Individuality is just a purchase away!!!
For my BOW
Titled: Individuality is just a purchase away!!!
(Artist) Fashion Statement:
In the modern world of fashion, identity is a commodity that can be bought and sold. My body of work is a playful, postmodern, satirical reflection on the interplay between fashion and art. The attractive silhouettes used in the world of advertising are all hard edge with no flesh or substance. Their form is defined by the fashion they wear. This artwork operates as a parody to satirize the fashion world and the wider issue of seeking an identity through fashion.
My Body of work catalogues and comments on the role of art in fashion. Fashion increasingly employs methods, models and motifs from art, deconstructs them and recreates new designs. The client consumes the fashion and in pursuit of individualism, affordability plummets as exclusivity increases. The client buys individualism. But is it all a fraud? Is the client bluffed into believing that fashion can replace character?

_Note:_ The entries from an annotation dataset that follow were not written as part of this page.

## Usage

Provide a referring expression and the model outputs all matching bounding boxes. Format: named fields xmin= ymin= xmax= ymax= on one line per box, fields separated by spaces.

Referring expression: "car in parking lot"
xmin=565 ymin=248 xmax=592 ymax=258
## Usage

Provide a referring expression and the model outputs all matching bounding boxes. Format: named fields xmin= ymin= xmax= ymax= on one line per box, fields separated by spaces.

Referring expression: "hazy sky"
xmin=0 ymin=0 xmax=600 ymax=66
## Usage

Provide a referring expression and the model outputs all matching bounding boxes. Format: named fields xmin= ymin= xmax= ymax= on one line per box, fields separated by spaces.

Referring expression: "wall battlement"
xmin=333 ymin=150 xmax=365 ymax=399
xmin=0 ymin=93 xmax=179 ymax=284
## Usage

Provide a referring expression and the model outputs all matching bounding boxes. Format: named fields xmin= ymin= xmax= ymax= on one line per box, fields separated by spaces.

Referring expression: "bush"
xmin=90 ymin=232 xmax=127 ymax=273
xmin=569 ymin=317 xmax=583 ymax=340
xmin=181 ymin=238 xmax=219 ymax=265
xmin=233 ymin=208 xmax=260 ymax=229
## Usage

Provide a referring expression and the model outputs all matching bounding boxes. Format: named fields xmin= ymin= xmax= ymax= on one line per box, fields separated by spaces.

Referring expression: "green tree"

The images that my art focuses on are based on society’s relationship to fashion. This leads onto the idea of conformity and the loss of individuality through trying to be “in fashion”. “Do you see what I see? (Jem - They, i inclued this song apart of my work only i remixed it with sex and the city theme)” The barcodes in the artwork represent the loss of individuality, for we are all behind these jail like bars. The silhouette human forms have no detail and are hidden behind their apparel, hiding distinguishable features of a human hence an identity not specific to gender.
Looking different and having your own "style" is important to a lot of people. But is there really any such thing as exclusivity in fashion? For a lot of young people today, New York is the style capital of the world and it's all thanks to television shows like “Sex and the City”. Where magazines still teach us how to dress like Carrie - "get the look", "steal the style", as if young women all over can buy a cheap version of her lifestyle.
Ossie Clark, the fashion designer who introduced bright colours and maxi skirts to the Sixties, once said: "Everything that is done has been done before. We've got to find a new permutation, a new erogenous zone."